Pengumuman penting ini disampaikan langsung oleh Direktur Jenderal WHO, Tedros Adhanom Ghebreyesus, saat memaparkan berbagai capaian krusial organisasi tersebut selama satu tahun terakhir. Indonesia terpilih bersama empat negara maju lainnya, yakni Australia, Kanada, Jepang, dan Inggris, untuk masuk dalam daftar otoritas regulatori yang diakui secara global.

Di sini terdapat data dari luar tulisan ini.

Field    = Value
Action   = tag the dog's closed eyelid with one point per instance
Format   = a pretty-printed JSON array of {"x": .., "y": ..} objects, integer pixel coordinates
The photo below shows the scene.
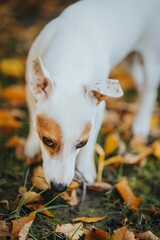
[{"x": 81, "y": 144}]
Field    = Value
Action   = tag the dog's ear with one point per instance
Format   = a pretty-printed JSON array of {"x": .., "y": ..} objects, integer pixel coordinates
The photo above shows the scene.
[
  {"x": 102, "y": 89},
  {"x": 41, "y": 83}
]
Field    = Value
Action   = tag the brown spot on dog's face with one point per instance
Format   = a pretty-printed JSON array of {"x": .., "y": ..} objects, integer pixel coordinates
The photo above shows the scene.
[
  {"x": 50, "y": 134},
  {"x": 84, "y": 137}
]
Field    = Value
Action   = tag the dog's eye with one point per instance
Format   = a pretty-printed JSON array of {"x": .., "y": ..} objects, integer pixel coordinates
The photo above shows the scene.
[
  {"x": 81, "y": 144},
  {"x": 48, "y": 142}
]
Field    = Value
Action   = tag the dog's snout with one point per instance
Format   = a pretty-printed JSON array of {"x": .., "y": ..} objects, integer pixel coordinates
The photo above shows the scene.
[{"x": 58, "y": 187}]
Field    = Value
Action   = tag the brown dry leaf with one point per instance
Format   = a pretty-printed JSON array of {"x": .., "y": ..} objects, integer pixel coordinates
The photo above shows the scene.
[
  {"x": 111, "y": 143},
  {"x": 156, "y": 149},
  {"x": 71, "y": 197},
  {"x": 88, "y": 219},
  {"x": 12, "y": 67},
  {"x": 123, "y": 234},
  {"x": 38, "y": 178},
  {"x": 30, "y": 197},
  {"x": 24, "y": 230},
  {"x": 19, "y": 223},
  {"x": 148, "y": 235},
  {"x": 100, "y": 186},
  {"x": 8, "y": 121},
  {"x": 14, "y": 94},
  {"x": 38, "y": 207},
  {"x": 126, "y": 193},
  {"x": 96, "y": 234},
  {"x": 73, "y": 231},
  {"x": 4, "y": 229}
]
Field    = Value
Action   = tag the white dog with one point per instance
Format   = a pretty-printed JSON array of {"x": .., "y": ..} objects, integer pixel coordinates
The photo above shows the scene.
[{"x": 67, "y": 71}]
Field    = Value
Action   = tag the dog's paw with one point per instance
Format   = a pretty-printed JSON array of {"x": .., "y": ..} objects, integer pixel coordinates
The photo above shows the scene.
[{"x": 31, "y": 148}]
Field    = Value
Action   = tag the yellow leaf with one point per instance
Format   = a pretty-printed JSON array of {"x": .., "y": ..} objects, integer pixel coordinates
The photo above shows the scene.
[
  {"x": 88, "y": 219},
  {"x": 73, "y": 231},
  {"x": 126, "y": 193},
  {"x": 71, "y": 197},
  {"x": 96, "y": 234},
  {"x": 111, "y": 143},
  {"x": 148, "y": 235},
  {"x": 40, "y": 208},
  {"x": 123, "y": 234},
  {"x": 24, "y": 230},
  {"x": 14, "y": 93},
  {"x": 38, "y": 178},
  {"x": 100, "y": 186},
  {"x": 156, "y": 149},
  {"x": 19, "y": 223},
  {"x": 12, "y": 67}
]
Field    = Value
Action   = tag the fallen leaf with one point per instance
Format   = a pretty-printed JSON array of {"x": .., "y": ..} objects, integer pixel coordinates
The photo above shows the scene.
[
  {"x": 148, "y": 235},
  {"x": 12, "y": 67},
  {"x": 14, "y": 94},
  {"x": 19, "y": 223},
  {"x": 111, "y": 143},
  {"x": 40, "y": 208},
  {"x": 73, "y": 231},
  {"x": 156, "y": 149},
  {"x": 88, "y": 219},
  {"x": 38, "y": 178},
  {"x": 31, "y": 197},
  {"x": 71, "y": 197},
  {"x": 96, "y": 234},
  {"x": 24, "y": 230},
  {"x": 123, "y": 234},
  {"x": 4, "y": 229},
  {"x": 100, "y": 186},
  {"x": 126, "y": 193}
]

Langkah Besar Menuju Standar Global
Penetapan sebagai bagian dari WHO-Listed Authority bukan sekadar label formalitas. Menurut Tedros, langkah ini diambil untuk mengakselerasi proses prakualifikasi dan pengadaan produk kesehatan di tingkat internasional. Dengan status ini, kapasitas sistem regulatori di Indonesia telah resmi diakui mampu menjamin keamanan, khasiat, hingga mutu produk kesehatan sesuai dengan standar ketat WHO.

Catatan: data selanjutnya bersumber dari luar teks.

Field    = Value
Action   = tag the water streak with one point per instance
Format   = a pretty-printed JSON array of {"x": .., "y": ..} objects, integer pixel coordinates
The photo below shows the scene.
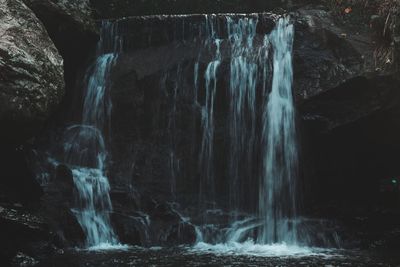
[
  {"x": 277, "y": 199},
  {"x": 85, "y": 148}
]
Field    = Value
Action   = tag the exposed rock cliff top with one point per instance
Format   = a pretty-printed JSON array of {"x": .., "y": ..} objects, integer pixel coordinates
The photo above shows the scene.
[{"x": 31, "y": 72}]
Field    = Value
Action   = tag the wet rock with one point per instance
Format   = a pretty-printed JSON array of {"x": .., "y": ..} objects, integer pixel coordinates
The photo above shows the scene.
[
  {"x": 22, "y": 260},
  {"x": 22, "y": 230},
  {"x": 70, "y": 25},
  {"x": 338, "y": 76},
  {"x": 130, "y": 228},
  {"x": 31, "y": 80}
]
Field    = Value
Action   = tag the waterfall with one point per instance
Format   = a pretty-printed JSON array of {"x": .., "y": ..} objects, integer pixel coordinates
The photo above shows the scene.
[
  {"x": 277, "y": 200},
  {"x": 262, "y": 149},
  {"x": 244, "y": 68},
  {"x": 85, "y": 148},
  {"x": 213, "y": 43}
]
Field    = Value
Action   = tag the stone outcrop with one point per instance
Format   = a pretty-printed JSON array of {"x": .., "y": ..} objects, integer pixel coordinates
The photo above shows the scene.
[
  {"x": 339, "y": 75},
  {"x": 31, "y": 79}
]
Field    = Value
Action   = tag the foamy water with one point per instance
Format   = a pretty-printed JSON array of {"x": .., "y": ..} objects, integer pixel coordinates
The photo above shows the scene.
[
  {"x": 253, "y": 249},
  {"x": 108, "y": 247}
]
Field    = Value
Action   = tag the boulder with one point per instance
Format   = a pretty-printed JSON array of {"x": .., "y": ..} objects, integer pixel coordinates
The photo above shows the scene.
[
  {"x": 31, "y": 79},
  {"x": 340, "y": 76},
  {"x": 70, "y": 25}
]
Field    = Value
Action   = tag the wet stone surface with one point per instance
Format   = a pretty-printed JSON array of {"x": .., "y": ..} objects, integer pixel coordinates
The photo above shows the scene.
[{"x": 187, "y": 257}]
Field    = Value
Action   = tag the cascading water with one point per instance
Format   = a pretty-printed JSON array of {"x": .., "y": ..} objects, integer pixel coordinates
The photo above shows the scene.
[
  {"x": 244, "y": 68},
  {"x": 213, "y": 43},
  {"x": 85, "y": 149},
  {"x": 277, "y": 200},
  {"x": 261, "y": 127}
]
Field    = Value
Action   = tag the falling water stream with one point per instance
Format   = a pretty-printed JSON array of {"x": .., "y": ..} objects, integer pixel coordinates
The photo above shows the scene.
[
  {"x": 85, "y": 149},
  {"x": 260, "y": 132}
]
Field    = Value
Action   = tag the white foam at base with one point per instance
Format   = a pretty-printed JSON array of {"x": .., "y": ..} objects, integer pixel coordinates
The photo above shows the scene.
[
  {"x": 253, "y": 249},
  {"x": 108, "y": 247}
]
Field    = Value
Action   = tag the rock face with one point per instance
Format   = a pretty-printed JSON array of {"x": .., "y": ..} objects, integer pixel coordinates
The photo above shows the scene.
[
  {"x": 71, "y": 27},
  {"x": 339, "y": 75},
  {"x": 31, "y": 81}
]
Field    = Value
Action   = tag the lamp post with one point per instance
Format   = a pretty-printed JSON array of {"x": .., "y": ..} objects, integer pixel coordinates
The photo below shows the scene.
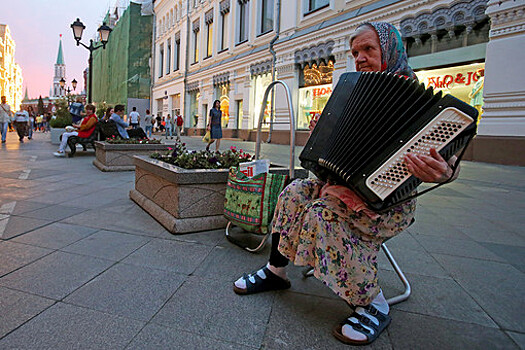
[
  {"x": 62, "y": 83},
  {"x": 104, "y": 31}
]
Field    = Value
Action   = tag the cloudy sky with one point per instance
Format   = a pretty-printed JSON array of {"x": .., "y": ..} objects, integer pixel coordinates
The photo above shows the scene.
[{"x": 36, "y": 25}]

Pencapaian ini sekaligus menjadi sinyal kuat bahwa produk-produk farmasi dan kesehatan dari Indonesia memiliki daya saing yang setara dengan produk dari negara-negara besar. Kepercayaan ini diharapkan mampu memperkuat posisi Indonesia dalam rantai pasok kesehatan global yang lebih tangguh dan responsif.
Kolaborasi Demi Ketahanan Kesehatan di Global South
Di sela-sela agenda utama WHA, Pemerintah Republik Indonesia bersama Countries Vaccine Manufacturers Network dan berbagai mitra global juga menggelar forum strategis bertajuk “Advancing Local Production for Equitable Access, Resilient Health Systems, and Global Health Security”. Forum ini menjadi wadah diskusi bagi para pemimpin kesehatan dan produsen vaksin dunia untuk mendorong penguatan kapasitas produksi di level regional.
Kepala BPOM, Taruna Ikrar, yang hadir memberikan pernyataan kunci bertema “Strengthening Regional Vaccine Manufacturing and Trust in the Global South”, menekankan bahwa di tengah dinamika kesehatan yang terus berubah, kerja sama lintas negara adalah sebuah keniscayaan. “Dalam lanskap yang terus berkembang ini, kolaborasi bukan lagi menjadi pilihan, melainkan sebuah kebutuhan mendesak,” tegas Taruna.
Sains dan Harmonisasi sebagai Kunci Kepercayaan
Taruna Ikrar juga menyoroti bahwa penguatan sistem regulasi yang berbasis pada bukti ilmiah (science-based) serta harmonisasi aturan internasional merupakan fondasi utama. Hal ini sangat krusial untuk mempercepat pengembangan vaksin serta menumbuhkan kepercayaan publik, terutama di negara-negara yang tergabung dalam Global South.
“Semangat inovasi dan sinergi kolektif inilah yang akan membawa negara-negara berkembang menuju kemandirian kesehatan yang lebih kokoh. Tujuan akhirnya jelas: peningkatan kualitas hidup dan kesehatan masyarakat secara menyeluruh,” tambahnya menutup sesi tersebut. Dengan status WLA ini, BPOM kini mengemban tanggung jawab lebih besar untuk terus menjaga integritas dan standar regulasi demi keamanan pasien di dalam maupun luar negeri.